From: "André Almeida" <andrealmeid@igalia.com>
To: Mathieu Desnoyers <mathieu.desnoyers@efficios.com>
Cc: "linux-kernel@vger.kernel.org" <linux-kernel@vger.kernel.org>,
Thomas Gleixner <tglx@linutronix.de>,
"Paul E . McKenney" <paulmck@kernel.org>,
Boqun Feng <boqun.feng@gmail.com>,
"H . Peter Anvin" <hpa@zytor.com>, Paul Turner <pjt@google.com>,
"linux-api@vger.kernel.org" <linux-api@vger.kernel.org>,
David Laight <David.Laight@ACULAB.COM>,
Christian Brauner <brauner@kernel.org>,
Florian Weimer <fw@deneb.enyo.de>,
"carlos@redhat.com" <carlos@redhat.com>,
Peter Oskolkov <posk@posk.io>,
Alexander Mikhalitsyn <alexander@mihalicyn.com>,
'Peter Zijlstra' <peterz@infradead.org>,
Chris Kennelly <ckennelly@google.com>,
Ingo Molnar <mingo@redhat.com>,
Darren Hart <dvhart@infradead.org>,
Davidlohr Bueso <dave@stgolabs.net>,
"libc-alpha@sourceware.org" <libc-alpha@sourceware.org>,
Steven Rostedt <rostedt@goodmis.org>,
Jonathan Corbet <corbet@lwn.net>,
Noah Goldstein <goldstein.w.n@gmail.com>,
Daniel Colascione <dancol@google.com>,
"longman@redhat.com" <longman@redhat.com>,
Florian Weimer <fweimer@redhat.com>
Subject: Re: [RFC PATCH v2 1/4] rseq: Add sched_state field to struct rseq
Date: Thu, 28 Sep 2023 17:05:59 +0200 [thread overview]
Message-ID: <ab59863f-25f0-4635-8408-4aaec39ec6c2@igalia.com> (raw)

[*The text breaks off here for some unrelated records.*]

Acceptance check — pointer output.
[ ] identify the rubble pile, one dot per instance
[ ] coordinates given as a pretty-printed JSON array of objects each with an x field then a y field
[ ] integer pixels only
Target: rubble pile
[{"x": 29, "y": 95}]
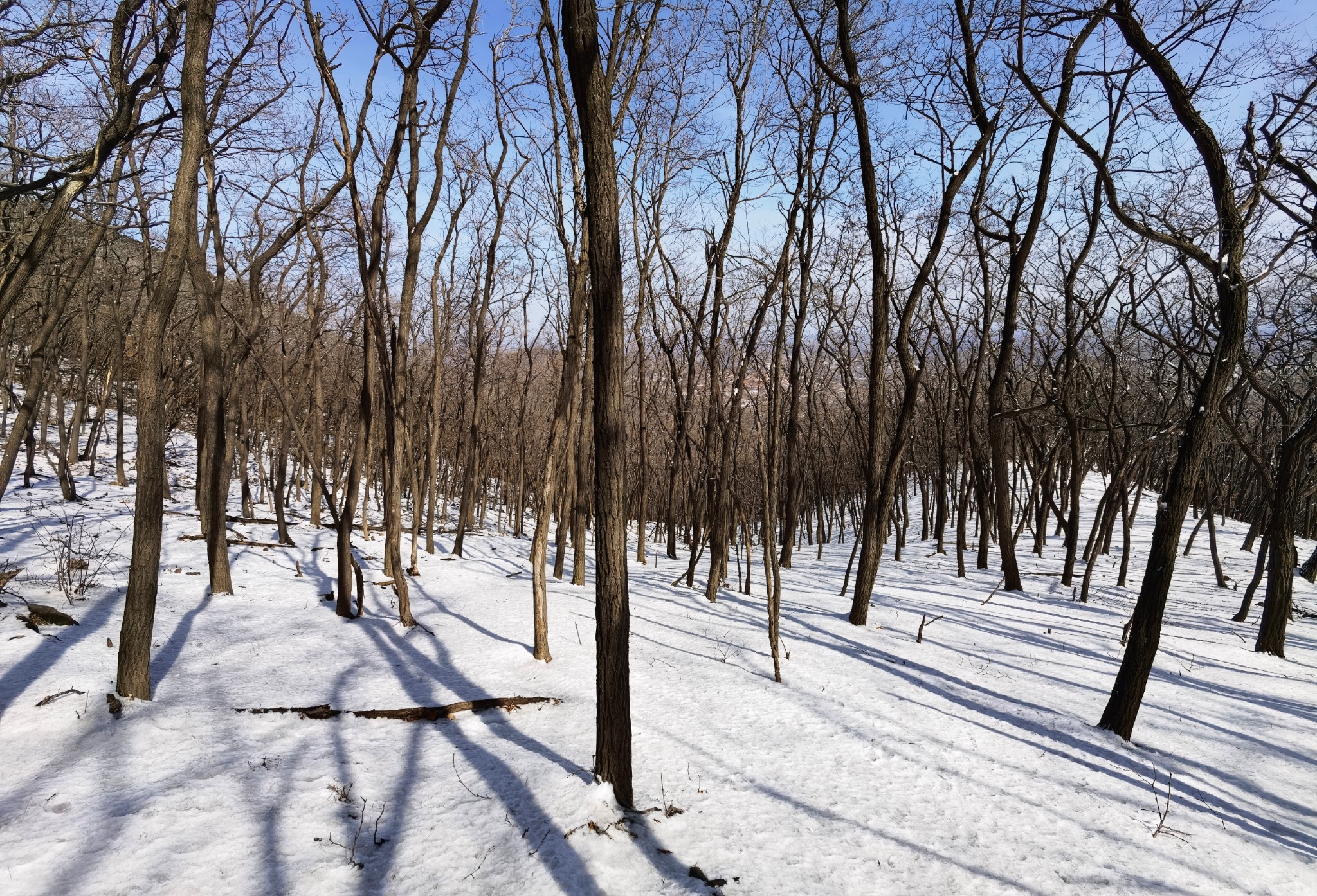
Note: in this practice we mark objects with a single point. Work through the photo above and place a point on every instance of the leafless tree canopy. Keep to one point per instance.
(736, 276)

In-Reply-To: <34ddb730-8893-19a8-00fe-84c4e281eef1@efficios.com>
On 9/28/23 15:20, Mathieu Desnoyers wrote:
> On 9/28/23 07:22, David Laight wrote:
>> From: Peter Zijlstra
>>> Sent: 28 September 2023 11:39
>>>
>>> On Mon, May 29, 2023 at 03:14:13PM -0400, Mathieu Desnoyers wrote:
>>>> Expose the "on-cpu" state for each thread through struct rseq to allow
>>>> adaptative mutexes to decide more accurately between busy-waiting and
>>>> calling sys_futex() to release the CPU, based on the on-cpu state
>>>> of the
>>>> mutex owner.
>>
>> Are you trying to avoid spinning when the owning process is sleeping?
>
> Yes, this is my main intent.
>
>> Or trying to avoid the system call when it will find that the futex
>> is no longer held?
>>
>> The latter is really horribly detremental.
>
> That's a good questions. What should we do in those three situations
> when trying to grab the lock:
>
> 1) Lock has no owner
>
> We probably want to simply grab the lock with an atomic instruction.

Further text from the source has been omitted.